Hi Lori. I was diagnosed this summer, with a 2nd opinion confirming in Oct. I'm sorry to share this in common with you, but so glad you share how strange it feels.
For me, reality hits in waves, and because I've started telling the people in my life, I can see their reaction as sad or fearful. Oddly I find myself trying to cheer them up. It's a strange dynamic.
My spouse and I have shared some very real, painful moments just sitting with the diagnosis. I'm not ready to leave and don't want to 'fast forward' to the end. We are determined to live with it, not die with it right now.

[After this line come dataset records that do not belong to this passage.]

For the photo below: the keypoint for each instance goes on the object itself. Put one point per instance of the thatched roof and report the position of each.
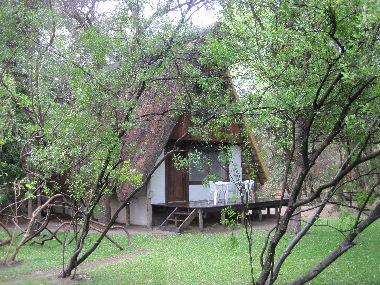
(150, 137)
(145, 142)
(257, 158)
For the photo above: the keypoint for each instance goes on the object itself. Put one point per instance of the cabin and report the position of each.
(171, 186)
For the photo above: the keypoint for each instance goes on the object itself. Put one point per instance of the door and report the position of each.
(176, 181)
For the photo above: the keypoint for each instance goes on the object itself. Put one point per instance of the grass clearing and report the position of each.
(208, 259)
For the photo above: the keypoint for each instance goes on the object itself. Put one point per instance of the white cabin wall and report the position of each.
(198, 192)
(115, 204)
(157, 183)
(235, 169)
(138, 209)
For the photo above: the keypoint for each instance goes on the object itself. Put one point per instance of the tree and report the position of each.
(77, 88)
(310, 69)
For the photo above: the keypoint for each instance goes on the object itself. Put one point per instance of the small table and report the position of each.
(224, 188)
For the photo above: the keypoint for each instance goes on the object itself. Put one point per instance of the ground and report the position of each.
(185, 248)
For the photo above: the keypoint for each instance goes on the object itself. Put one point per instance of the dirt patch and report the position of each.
(77, 278)
(52, 274)
(11, 264)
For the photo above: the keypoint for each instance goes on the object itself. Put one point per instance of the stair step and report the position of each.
(175, 220)
(182, 213)
(169, 229)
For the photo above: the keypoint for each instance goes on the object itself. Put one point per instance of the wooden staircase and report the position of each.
(179, 219)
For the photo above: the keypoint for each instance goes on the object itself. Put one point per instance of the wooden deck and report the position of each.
(198, 208)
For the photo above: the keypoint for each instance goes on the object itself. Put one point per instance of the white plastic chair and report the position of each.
(230, 192)
(248, 186)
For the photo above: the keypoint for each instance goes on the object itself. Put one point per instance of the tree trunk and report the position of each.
(294, 226)
(106, 209)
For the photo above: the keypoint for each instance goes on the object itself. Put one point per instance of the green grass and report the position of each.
(210, 259)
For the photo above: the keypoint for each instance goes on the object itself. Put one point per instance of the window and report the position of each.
(207, 161)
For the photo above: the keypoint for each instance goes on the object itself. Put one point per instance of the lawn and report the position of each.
(207, 259)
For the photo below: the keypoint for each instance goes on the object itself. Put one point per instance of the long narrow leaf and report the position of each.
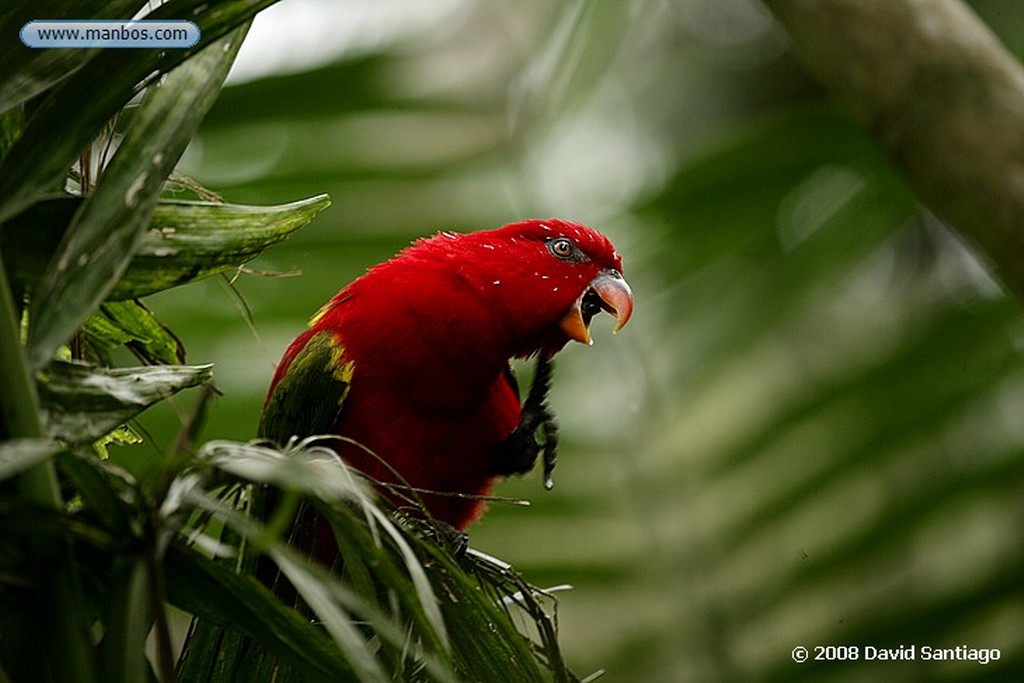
(40, 159)
(18, 455)
(185, 241)
(107, 228)
(81, 402)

I entered counseling in November, and it's been enormously helpful to give me space to grapple with this thing without feeling like I'm breaking someone's heart. If you have access to a counselor, I so recommend it.
I've also had to modify my day-to-day living, ask for help when I need it, and undergo uncomfortable tests to satisfy insurance so I can get needed equipment. I'm beginning to understand this is just the road we're on.
With the holidays here, I'm hoping you feel surrounded by care. I thought I'd feel loss this year, but I have felt gratitude (surprisingly) instead. Just, if this has to happen, glad for my current level of function, glad for more time to really focus on my family.
Check in when you can to let us know how you're doing. This is a supportive community, and I hope we can both be part of it for a while yet.